PAX: @Ghost, @Fishman, @Output
Conditions: 38deg, slight rain drizzle
Imperial Squat Walkers – IC – 10
Hill Billies – IC – 10
3rd Graders – IC – 10
Daisy Pickers – IC – 10
Toy Soldiers – IC – 10
Harry Rockettes – IC – 10
Quad Stretch – Stretchercise
Arm Circles Forward – IC – 10
Arm Circles Backward – IC – 10
The 1/2 Thang: 7/10 Motivators
MOTIVATORS, starting at 7
Breakdown of SSH w/ 4 actions:
- full SSH
- Hands half way up
- Legs out wide & in
The Thang: Roberts WOD (Doubles Edition)
Partner A runs 200m (1 lap) while Partner B performs exercise until partner returns. Switch. Rinse & Repeat.
- 200m Run – Squat w/ Bicycle Crunch
- 200m Run – BDE Burpees (Burpee, Bonnie Blair, Squat – jump back into burpee)
- 200m Run – Perfect Merkins (hand release & shoulder tap)
- 200m Run – WWIs (straight legs, arms up & touch toes)
Rinse & Repeat x2 (each Partner will have ran 1 mile).
6 Minutes Of MARY:
Mountain Climbers – IC – 19
Plank Jacks – IC – 19
Jane Fondas – IC – 12ea side
Protractor – IC – twice through everyone
From James Clear’s (Atomic Habits author) 3-2-1 email blast, 10/13/2022
“What appears to be a rapid shift is often preceded by a gradual process. Our results gradually explode or vanish thanks to the small habits we repeat each day.
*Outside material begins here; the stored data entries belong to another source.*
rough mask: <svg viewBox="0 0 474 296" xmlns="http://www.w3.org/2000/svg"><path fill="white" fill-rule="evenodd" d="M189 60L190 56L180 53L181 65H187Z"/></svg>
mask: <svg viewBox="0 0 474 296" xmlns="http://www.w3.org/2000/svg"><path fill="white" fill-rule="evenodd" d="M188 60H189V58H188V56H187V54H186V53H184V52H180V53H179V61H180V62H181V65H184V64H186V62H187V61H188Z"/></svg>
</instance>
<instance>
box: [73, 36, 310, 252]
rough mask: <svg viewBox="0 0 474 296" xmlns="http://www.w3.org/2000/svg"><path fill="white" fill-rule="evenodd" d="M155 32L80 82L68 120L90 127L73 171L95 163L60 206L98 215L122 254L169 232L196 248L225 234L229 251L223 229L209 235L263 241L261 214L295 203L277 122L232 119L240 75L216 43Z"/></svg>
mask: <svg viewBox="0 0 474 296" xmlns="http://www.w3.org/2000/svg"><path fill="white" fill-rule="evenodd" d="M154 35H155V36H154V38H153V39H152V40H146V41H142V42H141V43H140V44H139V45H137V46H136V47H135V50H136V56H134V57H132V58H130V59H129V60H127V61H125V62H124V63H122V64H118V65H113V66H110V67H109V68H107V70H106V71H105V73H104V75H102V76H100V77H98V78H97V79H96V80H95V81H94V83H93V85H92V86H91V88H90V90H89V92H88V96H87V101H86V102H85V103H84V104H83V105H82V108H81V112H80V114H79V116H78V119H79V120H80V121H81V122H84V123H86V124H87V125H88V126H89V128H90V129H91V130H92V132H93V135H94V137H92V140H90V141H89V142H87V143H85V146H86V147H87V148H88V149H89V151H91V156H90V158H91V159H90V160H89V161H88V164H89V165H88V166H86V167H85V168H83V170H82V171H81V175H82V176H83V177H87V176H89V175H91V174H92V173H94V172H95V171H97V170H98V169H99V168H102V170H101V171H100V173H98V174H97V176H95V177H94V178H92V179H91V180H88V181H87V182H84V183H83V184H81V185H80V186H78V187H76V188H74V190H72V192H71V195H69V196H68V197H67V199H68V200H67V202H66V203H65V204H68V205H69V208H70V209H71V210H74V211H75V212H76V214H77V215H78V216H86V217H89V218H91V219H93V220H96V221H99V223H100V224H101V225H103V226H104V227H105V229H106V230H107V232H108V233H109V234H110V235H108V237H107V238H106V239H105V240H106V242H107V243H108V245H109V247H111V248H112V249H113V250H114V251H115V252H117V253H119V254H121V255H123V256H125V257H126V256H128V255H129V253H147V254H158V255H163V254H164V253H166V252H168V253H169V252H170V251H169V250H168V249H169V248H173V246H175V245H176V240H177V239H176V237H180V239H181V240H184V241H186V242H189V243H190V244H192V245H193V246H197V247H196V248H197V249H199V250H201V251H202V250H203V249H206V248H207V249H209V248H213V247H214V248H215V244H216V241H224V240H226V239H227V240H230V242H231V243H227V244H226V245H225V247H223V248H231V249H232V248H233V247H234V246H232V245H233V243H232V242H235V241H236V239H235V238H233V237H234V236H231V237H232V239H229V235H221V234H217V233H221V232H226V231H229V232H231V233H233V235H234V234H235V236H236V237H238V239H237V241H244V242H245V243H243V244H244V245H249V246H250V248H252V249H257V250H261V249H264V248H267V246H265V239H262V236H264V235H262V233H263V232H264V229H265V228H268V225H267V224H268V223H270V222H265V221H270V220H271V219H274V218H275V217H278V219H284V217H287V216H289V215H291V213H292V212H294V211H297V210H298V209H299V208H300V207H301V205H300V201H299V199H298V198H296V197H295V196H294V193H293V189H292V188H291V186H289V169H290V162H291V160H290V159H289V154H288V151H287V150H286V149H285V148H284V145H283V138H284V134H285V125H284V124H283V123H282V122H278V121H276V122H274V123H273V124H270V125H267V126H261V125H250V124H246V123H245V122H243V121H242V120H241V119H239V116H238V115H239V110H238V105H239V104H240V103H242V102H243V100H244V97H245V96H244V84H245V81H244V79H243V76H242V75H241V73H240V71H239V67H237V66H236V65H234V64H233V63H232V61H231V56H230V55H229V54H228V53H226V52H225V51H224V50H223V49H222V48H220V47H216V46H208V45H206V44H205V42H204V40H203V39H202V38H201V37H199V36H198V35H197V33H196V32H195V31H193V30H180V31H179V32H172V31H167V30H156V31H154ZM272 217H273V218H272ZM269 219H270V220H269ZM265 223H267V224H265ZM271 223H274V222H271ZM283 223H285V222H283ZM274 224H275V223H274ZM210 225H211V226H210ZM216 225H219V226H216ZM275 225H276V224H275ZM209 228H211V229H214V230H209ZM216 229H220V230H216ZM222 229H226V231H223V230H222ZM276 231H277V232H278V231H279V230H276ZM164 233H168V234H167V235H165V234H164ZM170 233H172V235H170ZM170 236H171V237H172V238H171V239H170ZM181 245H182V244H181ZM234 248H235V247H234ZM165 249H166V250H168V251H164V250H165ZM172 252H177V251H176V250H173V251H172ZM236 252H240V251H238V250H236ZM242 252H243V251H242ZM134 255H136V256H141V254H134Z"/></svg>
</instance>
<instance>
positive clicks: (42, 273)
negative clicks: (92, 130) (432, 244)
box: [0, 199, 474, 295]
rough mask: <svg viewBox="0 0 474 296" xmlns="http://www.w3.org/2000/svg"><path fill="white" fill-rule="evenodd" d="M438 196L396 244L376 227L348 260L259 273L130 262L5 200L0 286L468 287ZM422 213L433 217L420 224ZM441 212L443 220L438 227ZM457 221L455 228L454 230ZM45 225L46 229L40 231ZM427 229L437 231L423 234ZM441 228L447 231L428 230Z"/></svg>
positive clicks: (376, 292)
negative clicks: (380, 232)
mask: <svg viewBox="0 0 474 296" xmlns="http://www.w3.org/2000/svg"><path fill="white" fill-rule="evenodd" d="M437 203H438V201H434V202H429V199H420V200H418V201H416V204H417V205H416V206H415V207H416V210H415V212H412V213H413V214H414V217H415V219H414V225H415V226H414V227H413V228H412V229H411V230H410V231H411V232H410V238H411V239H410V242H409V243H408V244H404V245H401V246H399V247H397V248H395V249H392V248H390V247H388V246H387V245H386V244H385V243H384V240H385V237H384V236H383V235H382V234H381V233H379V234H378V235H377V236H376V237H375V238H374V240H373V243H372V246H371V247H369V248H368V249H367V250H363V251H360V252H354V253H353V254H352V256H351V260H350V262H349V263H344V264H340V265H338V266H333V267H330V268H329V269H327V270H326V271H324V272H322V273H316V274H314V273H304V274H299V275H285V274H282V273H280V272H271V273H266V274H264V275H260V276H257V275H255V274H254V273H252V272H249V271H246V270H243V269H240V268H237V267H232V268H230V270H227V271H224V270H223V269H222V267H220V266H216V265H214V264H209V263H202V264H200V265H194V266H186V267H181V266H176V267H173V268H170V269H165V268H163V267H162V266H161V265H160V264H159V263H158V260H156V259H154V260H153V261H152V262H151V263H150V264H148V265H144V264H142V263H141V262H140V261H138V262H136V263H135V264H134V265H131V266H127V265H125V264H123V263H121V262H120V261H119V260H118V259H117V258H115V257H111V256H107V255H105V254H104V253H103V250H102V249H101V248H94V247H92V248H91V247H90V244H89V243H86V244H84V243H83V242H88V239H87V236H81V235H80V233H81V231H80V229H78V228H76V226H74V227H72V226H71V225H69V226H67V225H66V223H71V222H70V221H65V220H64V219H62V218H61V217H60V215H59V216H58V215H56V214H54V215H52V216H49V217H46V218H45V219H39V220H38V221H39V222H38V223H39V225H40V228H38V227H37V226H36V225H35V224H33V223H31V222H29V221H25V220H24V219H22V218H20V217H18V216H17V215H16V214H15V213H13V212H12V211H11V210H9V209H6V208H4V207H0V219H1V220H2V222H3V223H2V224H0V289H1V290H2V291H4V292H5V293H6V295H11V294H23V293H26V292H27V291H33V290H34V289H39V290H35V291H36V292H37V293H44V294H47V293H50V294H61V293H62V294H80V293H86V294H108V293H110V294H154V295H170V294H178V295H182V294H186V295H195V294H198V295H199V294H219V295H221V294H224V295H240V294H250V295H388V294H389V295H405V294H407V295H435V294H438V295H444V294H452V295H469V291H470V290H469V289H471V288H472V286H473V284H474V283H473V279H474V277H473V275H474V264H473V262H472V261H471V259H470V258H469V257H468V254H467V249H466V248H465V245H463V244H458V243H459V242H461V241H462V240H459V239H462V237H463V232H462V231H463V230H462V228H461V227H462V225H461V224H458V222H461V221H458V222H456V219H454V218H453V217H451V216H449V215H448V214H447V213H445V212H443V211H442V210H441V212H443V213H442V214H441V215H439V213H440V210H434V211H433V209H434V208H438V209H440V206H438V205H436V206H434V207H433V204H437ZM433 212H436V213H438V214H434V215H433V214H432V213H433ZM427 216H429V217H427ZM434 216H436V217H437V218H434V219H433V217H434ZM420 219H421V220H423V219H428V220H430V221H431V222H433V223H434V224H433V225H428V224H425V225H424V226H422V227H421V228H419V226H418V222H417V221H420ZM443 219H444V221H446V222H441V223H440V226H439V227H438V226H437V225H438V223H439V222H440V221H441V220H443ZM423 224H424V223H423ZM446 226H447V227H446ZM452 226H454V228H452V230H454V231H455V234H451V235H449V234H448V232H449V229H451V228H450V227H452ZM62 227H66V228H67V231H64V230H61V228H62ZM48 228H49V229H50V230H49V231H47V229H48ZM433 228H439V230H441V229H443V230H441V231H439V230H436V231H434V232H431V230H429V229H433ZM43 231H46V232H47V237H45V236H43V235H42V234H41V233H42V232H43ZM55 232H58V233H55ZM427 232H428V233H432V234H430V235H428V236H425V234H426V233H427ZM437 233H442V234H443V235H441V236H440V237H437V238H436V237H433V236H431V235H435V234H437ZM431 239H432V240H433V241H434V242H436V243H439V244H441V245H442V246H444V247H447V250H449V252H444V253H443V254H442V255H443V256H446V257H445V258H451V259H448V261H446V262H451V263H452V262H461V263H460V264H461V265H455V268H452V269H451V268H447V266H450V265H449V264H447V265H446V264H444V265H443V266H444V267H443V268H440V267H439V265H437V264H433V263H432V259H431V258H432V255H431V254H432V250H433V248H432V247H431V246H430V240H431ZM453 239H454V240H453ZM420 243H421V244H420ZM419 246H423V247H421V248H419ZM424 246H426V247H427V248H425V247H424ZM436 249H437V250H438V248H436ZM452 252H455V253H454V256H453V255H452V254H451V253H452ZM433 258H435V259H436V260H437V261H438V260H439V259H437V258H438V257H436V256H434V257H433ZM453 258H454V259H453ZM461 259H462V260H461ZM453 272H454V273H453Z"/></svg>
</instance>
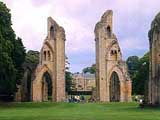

What radical change are you slowly marching toward? An incremental explosion or an incremental vanishing?”
We commonly hear about “overnight success” but what people don’t see is the hard work put in for years ahead of the boom.
Keep at what your doing. Don’t give up if you don’t have success within the first few months.
I think this is more common for new business conversations, but for me, it’s a bit of a health conversation.
I worked with my former company for almost 8 years. I started taking care of myself better & working out while working there. They noticed, but barely noticed, the changes in my mind & body because of the gradual nature.
Then, I left the company & saw them about 2 years after (moved back home to Portland). They were amazed at how much progress I had made “overnight”.
The last analogy on this topic ice the Iceberg. We only see the tip of the iceberg. We typically do not see the amount of work & effort done below the water surface. It is, however, this effort below the water’s surface that allows the rest of the world to see the tip.
Please keep in mind the results can go both ways due to your habits. All your physical efforts can appear lost shortly after stopping working out or hitting the snooze button more often than not. Your health will take a hit shortly after falling into bad eating habits.
Worked good starting at a 7 count for Motivators.
Discussed several things picked up throughout various F3 workouts: Motivators (Ohio), Tough Guy Tuesday [#tgt], Pre-Pump Fridays, Rucking [Puget Sound].
“Be Bold, Start Cold”
YHC showed appreciation for those creating positive habits & sticking to them. And how it’s too easy to lose progress & resort back to old, unhealthy ways. Using the group for accountability via simple conversation.
Notice to pay attention to Slack regarding potential weather concerns for Thursdays workout.